You may have heard of RAM (random-access memory) and CPU (central processing unit) as terms that involve your computer’s data storage. Though those terms may be more widespread, there are other key players intrinsic to the memory storage process. They’re called the northbridge and the southbridge.
The northbridge, or host bridge, is one of the two chips in the core logic chipset architecture on a PC motherboard. Woah, ok what does that mean?
So a logic chipset is just a central processing logic of a complete system (such as a computer). The PC motherboard is printed circuit board on which all the electrical components are arranged.

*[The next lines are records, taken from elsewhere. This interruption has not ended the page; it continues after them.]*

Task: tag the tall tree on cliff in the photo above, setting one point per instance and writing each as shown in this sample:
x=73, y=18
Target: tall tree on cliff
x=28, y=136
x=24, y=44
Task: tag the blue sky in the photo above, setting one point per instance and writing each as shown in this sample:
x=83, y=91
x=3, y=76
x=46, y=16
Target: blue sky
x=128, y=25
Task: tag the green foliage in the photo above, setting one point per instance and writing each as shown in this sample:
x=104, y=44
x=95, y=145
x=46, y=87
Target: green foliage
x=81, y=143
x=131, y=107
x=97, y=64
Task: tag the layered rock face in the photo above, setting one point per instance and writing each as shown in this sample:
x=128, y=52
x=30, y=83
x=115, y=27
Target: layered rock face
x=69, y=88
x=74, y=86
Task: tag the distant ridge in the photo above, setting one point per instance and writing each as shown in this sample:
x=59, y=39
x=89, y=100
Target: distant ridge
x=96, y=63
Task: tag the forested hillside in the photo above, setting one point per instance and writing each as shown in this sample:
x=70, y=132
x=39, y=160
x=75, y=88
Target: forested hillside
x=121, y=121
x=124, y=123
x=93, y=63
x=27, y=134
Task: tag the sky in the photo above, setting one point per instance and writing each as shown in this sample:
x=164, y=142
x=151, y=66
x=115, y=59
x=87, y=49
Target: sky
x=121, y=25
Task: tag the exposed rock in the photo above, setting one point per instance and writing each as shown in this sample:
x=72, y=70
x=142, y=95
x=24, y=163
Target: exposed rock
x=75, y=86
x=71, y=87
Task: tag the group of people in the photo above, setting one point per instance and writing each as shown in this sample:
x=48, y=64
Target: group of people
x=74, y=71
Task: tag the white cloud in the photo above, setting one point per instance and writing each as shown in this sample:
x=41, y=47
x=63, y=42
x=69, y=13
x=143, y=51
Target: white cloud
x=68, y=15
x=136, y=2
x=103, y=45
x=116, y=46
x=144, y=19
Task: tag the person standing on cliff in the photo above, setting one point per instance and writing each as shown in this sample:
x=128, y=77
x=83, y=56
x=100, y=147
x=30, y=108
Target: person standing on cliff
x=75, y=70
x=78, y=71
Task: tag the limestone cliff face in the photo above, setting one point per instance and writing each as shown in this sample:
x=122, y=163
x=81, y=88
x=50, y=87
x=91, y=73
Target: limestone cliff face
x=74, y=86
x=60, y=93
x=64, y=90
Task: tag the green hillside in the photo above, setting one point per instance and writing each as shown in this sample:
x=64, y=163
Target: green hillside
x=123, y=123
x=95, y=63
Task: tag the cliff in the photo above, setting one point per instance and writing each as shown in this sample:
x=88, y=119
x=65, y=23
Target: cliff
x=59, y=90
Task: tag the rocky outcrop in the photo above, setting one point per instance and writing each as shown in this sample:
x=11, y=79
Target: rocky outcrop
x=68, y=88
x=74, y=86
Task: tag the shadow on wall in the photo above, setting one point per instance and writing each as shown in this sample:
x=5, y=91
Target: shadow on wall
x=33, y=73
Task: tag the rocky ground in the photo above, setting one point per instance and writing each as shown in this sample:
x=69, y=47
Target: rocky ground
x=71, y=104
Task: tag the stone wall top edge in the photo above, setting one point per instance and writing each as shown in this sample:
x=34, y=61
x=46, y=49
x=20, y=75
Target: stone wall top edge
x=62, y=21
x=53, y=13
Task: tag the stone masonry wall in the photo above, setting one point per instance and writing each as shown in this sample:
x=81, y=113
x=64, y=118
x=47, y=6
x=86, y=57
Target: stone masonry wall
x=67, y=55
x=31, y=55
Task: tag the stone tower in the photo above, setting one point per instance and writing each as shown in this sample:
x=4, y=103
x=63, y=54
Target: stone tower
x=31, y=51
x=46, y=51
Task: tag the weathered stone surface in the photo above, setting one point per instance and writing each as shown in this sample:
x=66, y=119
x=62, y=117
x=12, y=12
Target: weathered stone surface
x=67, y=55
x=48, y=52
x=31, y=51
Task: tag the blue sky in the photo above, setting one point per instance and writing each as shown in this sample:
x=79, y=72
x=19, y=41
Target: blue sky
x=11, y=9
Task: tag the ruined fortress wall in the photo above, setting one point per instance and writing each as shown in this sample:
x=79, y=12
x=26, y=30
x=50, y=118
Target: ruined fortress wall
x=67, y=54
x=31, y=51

The northbridge is connected directly to the CPU via the frontside bus (FSB), which is an electrical component engineered to carry data between the CPU and a memory controller hub, which is another word for the northbridge. The northbridge is so directly connected to the CPU because it is supposed to be responsible for tasks that require high performance. It’s also paired with something called the southbridge, which is also called the input/output controller hub.
That’s a lot of wordy information, but basically just know that these two chips manage communications between the CPU and other parts of the circuit board.
Modern day northbridges don’t perform as many different tasks as they used to; a lot of their previous functions have been handed off to the CPU chip itself, including memory and graphics controllers.
The reason that the CPU, northbridge, and southbridge chips all have to specialize in different functions is because Intel had such a hard time integrating all the necessary functions into one single CPU. In some instances, the northbridge and southbridge are acatually one combined chip, but in most there are three different parts.
Generally, the northbridge handles communications among the CPU, RAM (random-access memory), and PCI (peripheral component interconnect) express. Different processors and different RAM tends to each require a different system of signaling, so any given northbridge is generally so specialized that it will only work with one or two classes of CPUs and generally only a single type of RAM.
The northbridge plays an important role in how far a computer can be overclocked because its frequency is commonly used as a baseline for the CPU to establish its own operating frequency.
What does that mean?
First of all, overclocking is a process involving forcing your computer or hardware component to operate much faster than the manufacturer-specified clock frequency. The clock frequency is the time between processing pulses.
If the processing pulses enacted by the CPU are reliant on how fast the northbridge operates, that means that the entire system cannot be overclocked to the point that it goes faster than the northbridge wants to go. This is generally for the best; at top processing speeds, the chip tends to get hotter and hotter, which will in turn require more cooling. Computers are only meant to get so cool, so without the northbridge your computer could be in trouble!